Hacker News new | ask | show | jobs
by _benedict 315 days ago
Do you anywhere elaborate what you mean by leaderless, and how this affects the semantics and guarantees you offer?

So far as I understand both Kafka and Pulsar use (leader-based) consensus protocols to deliver some of their features and guarantees, so to match these you must either have developed a leaderless consensus protocol, or modify the guarantees you offer, or else have a leader-based consensus protocol you utilise still?

From one of your other answers, you mention you rely on Apache Bookkeeper, which appears to be leader-based?

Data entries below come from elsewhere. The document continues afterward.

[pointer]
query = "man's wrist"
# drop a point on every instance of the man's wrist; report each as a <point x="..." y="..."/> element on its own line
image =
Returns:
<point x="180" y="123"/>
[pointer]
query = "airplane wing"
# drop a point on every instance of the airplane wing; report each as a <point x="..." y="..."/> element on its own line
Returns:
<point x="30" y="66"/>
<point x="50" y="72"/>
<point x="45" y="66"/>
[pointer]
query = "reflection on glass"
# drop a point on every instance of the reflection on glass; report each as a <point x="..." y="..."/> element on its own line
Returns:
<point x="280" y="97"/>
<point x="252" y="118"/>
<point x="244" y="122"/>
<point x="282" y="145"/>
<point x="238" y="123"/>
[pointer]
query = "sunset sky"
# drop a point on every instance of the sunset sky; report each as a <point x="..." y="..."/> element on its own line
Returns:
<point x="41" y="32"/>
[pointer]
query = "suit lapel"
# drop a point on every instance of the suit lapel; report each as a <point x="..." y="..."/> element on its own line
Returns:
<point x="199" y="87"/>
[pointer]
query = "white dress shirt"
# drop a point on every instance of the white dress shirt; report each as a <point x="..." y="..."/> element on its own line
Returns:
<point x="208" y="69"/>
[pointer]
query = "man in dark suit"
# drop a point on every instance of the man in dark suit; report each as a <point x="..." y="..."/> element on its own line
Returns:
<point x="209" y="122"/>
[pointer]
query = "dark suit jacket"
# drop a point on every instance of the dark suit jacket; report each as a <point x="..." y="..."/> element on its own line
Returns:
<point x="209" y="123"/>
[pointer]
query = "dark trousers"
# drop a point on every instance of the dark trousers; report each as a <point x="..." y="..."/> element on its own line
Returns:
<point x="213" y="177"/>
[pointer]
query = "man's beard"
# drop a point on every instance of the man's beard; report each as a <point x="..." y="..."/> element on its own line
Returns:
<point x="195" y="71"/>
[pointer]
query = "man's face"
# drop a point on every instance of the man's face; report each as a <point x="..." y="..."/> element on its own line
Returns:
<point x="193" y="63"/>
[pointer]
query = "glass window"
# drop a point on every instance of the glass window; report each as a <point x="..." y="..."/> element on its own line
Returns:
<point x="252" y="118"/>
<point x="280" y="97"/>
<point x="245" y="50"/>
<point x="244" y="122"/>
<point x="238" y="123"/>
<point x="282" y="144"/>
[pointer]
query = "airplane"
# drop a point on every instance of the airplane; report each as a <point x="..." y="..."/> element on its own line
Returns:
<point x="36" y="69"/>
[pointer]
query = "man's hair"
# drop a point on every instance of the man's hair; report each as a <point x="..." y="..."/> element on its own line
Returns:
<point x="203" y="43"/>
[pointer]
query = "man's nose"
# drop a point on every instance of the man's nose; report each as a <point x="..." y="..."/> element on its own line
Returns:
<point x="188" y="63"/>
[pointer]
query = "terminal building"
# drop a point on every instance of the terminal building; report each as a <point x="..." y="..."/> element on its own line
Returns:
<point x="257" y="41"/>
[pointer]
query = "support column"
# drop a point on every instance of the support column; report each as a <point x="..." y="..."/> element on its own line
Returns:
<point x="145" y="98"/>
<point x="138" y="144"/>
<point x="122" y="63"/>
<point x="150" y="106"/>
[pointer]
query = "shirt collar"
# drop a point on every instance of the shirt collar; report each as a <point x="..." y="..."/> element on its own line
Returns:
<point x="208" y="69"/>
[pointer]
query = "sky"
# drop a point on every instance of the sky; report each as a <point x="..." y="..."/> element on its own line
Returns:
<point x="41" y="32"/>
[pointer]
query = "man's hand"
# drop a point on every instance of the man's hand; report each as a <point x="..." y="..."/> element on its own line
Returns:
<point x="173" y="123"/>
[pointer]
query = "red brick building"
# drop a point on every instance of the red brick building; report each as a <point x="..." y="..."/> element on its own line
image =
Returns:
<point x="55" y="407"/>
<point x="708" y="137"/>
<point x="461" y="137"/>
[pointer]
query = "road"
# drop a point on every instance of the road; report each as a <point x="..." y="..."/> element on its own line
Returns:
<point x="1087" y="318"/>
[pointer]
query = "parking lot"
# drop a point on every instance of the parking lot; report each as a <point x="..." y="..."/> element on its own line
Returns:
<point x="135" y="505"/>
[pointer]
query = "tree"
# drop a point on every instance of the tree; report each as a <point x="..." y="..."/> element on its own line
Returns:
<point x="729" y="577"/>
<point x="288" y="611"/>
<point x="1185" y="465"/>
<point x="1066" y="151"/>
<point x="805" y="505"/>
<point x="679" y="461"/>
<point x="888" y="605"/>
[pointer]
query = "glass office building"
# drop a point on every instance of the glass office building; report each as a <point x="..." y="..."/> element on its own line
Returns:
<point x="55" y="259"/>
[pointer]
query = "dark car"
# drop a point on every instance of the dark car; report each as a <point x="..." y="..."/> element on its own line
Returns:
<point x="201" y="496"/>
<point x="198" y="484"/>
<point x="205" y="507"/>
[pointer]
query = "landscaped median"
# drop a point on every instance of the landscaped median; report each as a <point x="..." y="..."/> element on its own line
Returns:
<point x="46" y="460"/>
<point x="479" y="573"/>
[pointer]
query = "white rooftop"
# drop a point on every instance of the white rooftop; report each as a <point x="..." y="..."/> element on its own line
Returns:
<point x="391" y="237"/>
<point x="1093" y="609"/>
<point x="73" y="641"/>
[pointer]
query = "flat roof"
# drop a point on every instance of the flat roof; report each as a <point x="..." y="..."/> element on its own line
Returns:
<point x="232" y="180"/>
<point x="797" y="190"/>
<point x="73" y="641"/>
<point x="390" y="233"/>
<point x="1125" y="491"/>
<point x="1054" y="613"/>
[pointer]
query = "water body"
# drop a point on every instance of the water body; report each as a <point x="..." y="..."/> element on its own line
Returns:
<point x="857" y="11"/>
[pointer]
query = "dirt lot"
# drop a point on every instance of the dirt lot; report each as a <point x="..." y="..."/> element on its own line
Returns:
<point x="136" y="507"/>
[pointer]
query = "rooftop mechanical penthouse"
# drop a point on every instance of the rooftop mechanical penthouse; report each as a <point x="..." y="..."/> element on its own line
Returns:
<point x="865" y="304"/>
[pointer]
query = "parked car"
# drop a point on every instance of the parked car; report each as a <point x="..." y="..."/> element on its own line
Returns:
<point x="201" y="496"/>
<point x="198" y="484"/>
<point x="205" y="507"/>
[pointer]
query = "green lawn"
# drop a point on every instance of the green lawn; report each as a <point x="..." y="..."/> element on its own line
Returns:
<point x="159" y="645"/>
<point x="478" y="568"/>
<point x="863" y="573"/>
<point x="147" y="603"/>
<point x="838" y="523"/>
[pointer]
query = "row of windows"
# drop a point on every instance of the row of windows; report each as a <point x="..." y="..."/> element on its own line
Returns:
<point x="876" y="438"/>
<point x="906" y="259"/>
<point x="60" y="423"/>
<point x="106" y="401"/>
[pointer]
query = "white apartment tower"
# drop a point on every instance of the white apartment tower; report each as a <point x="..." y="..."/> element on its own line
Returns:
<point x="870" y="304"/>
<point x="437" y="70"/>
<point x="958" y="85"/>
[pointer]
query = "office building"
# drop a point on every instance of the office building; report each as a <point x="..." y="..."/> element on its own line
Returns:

I ask because I am aware of only one industry leaderless consensus protocol under development (and I am working on it), and it is always fun to hear about related work.

1 comments

Whoa a leaderless consensus protocol sounds pretty revolutionary!! So many question -- do you have any resources on this you could share?
Revolutionary may be an overstatement, it just affords different system characteristics. There's plenty of literature on the topic though, starting generally with EPaxos[1]. The protocol that we are developing is for Apache Cassandra, is called Accord[2], and forms the basis of our new distributed transaction feature [3]. I will note that the whitepaper linked in [3] is a bit out of date, and there was a bug in the protocol specification at that time. We hope to publish an updated paper in a proper venue in the near future.

[1] https://www.cs.cmu.edu/~dga/papers/epaxos-sosp2013.pdf [2] https://github.com/apache/cassandra-accord [3] https://cwiki.apache.org/confluence/display/CASSANDRA/CEP-15...

https://www.vldb.org/pvldb/vol15/p1337-lee.pdf

Is this you also or total coincidence?

Not even a coincidence really, it's a very different kind of system. It's an implementation of Hermes with network layer integration. Hermes is designed with very different goals in mind, specifically within-DC consensus with minimal failures (with the caveat I am not intimately familiar):

- Every replica must acknowledge a write, which is undesirable in a WAN setting, due to having to wait for replies from the furthest region

- At most one concurrent "read-modify-write" operation may succeed, so peak throughput is limited by request latency

- Failure of any replica requires reconfiguration for any request to succeed (equivalent to leader election), so the leaderless property here does not improve tail latencies, indeed it is likely harmed by exposing your workload to more required reconfigurations

Cassandra is designed for multiple (usually quite far apart) DC deployments that want to maximise availability and minimise latency, and where failure is expected. Here a quorum system is typically preferable for request latency.